Looking down, Barrón shrugs, “That’s above my pay grade,” kicking a rock across the dirt, dust trailing behind it like a tiny, terrestrial shooting star. “I’m not that high on the food chain.”
She regards him skeptically, brows crinkling.
His tongue clicks against the roof of his mouth, “I can only guess,” seeming to take the cue this time. “He’s probably too high-profile for either plaza to fuck with, so big homie can afford to do business with both. But I doubt Sr. Kingpin Accountant accounted for the heat it’d bring back on him with all the, uh– y’know, scrutiny.”
Grinding her teeth, Andrea snorts. Scrutiny was both a succinct and delightfully vanilla way of saying, ‘global attention thanks to all the bodies of the streets.’ But the implications of Hank laundering money for Juarez were big. He might be playing the plazas off each other, biding his time until a victor emerges, one he’ll be all too happy to chuck right under the bus the minute the political machine decides it needs to offer up its next sacrificial lamb to the gringos. Standing there, trying to put all these new pieces together, Andrea suddenly remembers the pack of cigarettes in the pocket of her flannel and wishes she’d thought to smoke one before they’d started talking. She can’t afford the distraction of lighting one up now, what with having to keep the gun in place.
“Alright, so he’s doing business with both plazas. How the hell do you know this? You said it yourself, you’re not that high up on the food chain.”
He seems to bristle at this, throwing her a sideways glance through half-lidded eyes, face overtaken by a dangerous, far-away look that spooks her even more than the gun at his back. “Why would you need to know that to write your little story.”
Interesting. Something personal, perhaps. She’d get it out of him one way or another. But later.

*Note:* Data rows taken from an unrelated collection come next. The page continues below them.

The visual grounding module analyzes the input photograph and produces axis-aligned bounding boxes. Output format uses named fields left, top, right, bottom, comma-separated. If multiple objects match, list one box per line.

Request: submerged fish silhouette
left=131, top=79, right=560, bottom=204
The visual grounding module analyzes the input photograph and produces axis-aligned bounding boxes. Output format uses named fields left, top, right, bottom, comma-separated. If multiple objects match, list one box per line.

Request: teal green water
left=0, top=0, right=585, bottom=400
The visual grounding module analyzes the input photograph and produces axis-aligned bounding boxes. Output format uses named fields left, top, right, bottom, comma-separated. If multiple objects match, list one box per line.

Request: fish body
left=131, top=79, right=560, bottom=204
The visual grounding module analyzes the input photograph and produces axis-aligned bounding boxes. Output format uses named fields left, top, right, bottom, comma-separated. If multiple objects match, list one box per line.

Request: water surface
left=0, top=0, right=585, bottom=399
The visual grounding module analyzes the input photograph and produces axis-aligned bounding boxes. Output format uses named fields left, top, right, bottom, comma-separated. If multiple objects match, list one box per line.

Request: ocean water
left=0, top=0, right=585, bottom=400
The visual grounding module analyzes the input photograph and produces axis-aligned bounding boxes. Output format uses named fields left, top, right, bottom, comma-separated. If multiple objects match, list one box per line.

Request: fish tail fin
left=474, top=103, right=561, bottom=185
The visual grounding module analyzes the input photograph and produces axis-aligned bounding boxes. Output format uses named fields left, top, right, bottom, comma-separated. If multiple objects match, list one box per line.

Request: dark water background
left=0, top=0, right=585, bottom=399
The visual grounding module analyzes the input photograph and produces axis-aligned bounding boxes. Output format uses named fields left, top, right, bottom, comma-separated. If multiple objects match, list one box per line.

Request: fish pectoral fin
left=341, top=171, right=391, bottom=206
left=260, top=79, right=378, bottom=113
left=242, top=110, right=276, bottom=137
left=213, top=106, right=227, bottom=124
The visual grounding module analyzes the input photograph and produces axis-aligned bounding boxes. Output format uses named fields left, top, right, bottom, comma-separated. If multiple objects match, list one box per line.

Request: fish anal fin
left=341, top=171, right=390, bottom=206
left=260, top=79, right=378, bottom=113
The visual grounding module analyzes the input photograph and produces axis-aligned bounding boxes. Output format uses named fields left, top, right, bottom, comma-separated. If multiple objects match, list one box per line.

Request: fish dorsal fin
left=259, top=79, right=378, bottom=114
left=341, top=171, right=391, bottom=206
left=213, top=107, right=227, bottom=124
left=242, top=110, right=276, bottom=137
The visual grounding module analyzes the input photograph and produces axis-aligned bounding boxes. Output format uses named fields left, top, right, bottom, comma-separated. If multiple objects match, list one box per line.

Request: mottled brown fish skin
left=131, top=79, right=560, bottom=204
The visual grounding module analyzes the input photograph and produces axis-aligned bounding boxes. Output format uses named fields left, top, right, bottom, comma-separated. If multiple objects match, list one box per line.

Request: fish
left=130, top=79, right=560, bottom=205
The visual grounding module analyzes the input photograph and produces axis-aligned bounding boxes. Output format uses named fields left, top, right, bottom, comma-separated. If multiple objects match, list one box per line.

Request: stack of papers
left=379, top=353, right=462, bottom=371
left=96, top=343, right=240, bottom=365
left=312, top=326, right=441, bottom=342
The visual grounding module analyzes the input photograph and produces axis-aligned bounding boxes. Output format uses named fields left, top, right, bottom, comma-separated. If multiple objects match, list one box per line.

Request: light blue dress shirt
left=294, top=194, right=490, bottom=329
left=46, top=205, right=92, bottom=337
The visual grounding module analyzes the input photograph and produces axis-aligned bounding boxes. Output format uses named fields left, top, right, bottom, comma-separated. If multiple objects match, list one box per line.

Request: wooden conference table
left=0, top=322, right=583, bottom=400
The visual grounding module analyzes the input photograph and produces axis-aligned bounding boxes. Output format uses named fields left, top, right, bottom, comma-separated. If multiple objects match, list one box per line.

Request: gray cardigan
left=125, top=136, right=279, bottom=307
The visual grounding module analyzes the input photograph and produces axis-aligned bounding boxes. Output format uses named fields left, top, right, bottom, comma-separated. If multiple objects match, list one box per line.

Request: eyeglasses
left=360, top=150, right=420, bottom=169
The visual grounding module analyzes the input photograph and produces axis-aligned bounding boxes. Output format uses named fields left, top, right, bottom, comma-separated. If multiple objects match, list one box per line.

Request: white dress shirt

“Well,” she grips the gun even tighter, knuckles going white and she hopes that by keeping her voice level, he can’t sense how scared she is, “it’s not going in an article per se. But for reasons that I hope would be obvious? I can’t identify you as a source. You’ll have to remain anonymous.”
“You don’t gotta do that on my account.”
Practically gagging on disbelief, she manages to sputter out, “For you? What are you kidding?” before regaining her composure. “I mean– well frankly, you’re a criminal, a killer at that, putting a rival cartel in the headlines, so it’s more an issue of self-interest. Now, I know doing something like this does nothing but put you at risk but my readers won’t know that. So, telling me how exactly you found out about all this would lend you more credibility as a source. O sea significa que podemos confiar más en lo que me has dicho.”
This seems to wound him privately somehow like he’s taken it worse than the bullet she’d fired. But whatever it stirs in him is gone before she gets a chance to interrogate it further.
No less relentless, it is enough for her to ease up on her delivery. “So do you have proof? Something concrete that I can take back to my editor?”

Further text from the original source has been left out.